Our ability to maintain and process information over time has led AI researchers to develop recurrent neural network architectures. These networks have loops in them, allowing the information to persist. It has been applied in a variety of applications, such as natural language processing and speech recognition. It has also been used to create captions describing an image, by picking a part of the image to look at for every word it outputs. These networks work tremendously well on a large variety of problems, particularly the long-short-term memory networks, which achieved state of the art performances across a variety of domains.
Unlike most CNN models that work directly on the entire image to determine if a cat exists, our visual attention shifts strategically to objects. Instead of processing the whole image, we center our processing resources, isolating to the information that is relevant at any given moment.

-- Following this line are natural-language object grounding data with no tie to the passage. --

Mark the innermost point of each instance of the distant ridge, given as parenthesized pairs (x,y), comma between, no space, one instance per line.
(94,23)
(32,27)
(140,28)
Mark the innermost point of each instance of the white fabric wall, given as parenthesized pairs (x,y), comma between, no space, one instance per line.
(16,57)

Such attention mechanisms have been a source of inspiration for AI architectures, intending to ignore irrelevant objects in an image, and focus on what is relevant. This has also allowed AI practitioners to scale computational cost with the size of the input image. Attention mechanisms have led to produce impressive performances at difficult multi-object recognition tasks in the presence of clutter. It has also enabled image-to-caption generation.

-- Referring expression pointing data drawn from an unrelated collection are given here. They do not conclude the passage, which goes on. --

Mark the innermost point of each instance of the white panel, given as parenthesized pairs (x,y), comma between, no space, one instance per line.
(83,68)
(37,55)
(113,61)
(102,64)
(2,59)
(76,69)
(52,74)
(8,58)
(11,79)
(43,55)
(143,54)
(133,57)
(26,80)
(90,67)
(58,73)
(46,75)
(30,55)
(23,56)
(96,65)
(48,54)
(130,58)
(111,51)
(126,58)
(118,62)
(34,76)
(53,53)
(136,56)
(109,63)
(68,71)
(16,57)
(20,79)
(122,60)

While attention was initially thought of as an orienting mechanism for perception, it has led to state of the art performances in machine translation and applied in Google Translate. Its success is owed to its ability to generalize well to long sentences by selectively focusing on sub-parts of the sentence during translation.
Humans have an inherent ability to transfer knowledge gained from one context and applied in new situations. The knowledge we acquired while learning about one task, we can generalize that experience the same way to solve related tasks. We don’t learn everything from the ground up when we attempt to learn something new. Instead, we leverage the knowledge from what we have learned in the past.

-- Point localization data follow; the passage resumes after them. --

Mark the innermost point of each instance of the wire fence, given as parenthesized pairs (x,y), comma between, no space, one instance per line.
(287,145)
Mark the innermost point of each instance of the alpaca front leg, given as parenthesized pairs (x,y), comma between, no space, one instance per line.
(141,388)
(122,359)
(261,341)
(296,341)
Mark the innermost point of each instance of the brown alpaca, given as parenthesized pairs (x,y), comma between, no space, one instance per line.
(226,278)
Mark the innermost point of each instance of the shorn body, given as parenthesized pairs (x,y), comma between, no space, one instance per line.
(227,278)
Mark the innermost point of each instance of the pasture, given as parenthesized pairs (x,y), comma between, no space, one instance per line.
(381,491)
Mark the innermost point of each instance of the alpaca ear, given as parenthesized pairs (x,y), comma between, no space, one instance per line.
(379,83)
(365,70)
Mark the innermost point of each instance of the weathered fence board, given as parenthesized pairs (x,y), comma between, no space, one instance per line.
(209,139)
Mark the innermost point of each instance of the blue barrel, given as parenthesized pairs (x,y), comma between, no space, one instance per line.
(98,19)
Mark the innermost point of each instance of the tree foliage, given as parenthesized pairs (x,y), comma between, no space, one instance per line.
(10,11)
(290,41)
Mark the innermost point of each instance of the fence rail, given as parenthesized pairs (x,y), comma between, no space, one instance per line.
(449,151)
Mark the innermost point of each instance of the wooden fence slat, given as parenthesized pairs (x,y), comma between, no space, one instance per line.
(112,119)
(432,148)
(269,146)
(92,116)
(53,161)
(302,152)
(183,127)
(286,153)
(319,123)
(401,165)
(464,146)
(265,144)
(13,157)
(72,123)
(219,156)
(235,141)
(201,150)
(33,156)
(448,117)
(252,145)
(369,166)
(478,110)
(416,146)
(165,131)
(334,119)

For example, we recognized cars as an object that have wheels and doors, and they are of a particular shape and size. We can use this knowledge gained when trying to recognize trucks without re-learning how a wheel looks like. Similarly, we can efficiently learn Italian after learning French as we generalize common grammatical characteristics and word similarities.
Despite being second nature for humans, transfer learning is a research problem in machine learning. AI researchers focus on utilizing the stored knowledge gained from one application and applying it to a different but related problem. The key motivation for transfer learning in the context of deep learning is the lack of annotated data for diverse domains. As machine learning approaches rely on the availability of an adequate amount of annotated training data, it is often costly to obtain sufficient labeled training data.
In computer vision, one of the successful uses of using transfer learning is in the ImageNet Challenge, where participants were provided a subset of ImageNet training data containing the 1000 categories and 1.2 million images.
For natural language processing, word embeddings such as Word2vec, where the semantic meaning of a word is trained from source data like Wikipedia and applied it to sentiment analysis and document classification.
In speech recognition, models developed for English has been successfully used to improve speech recognition capabilities for other languages.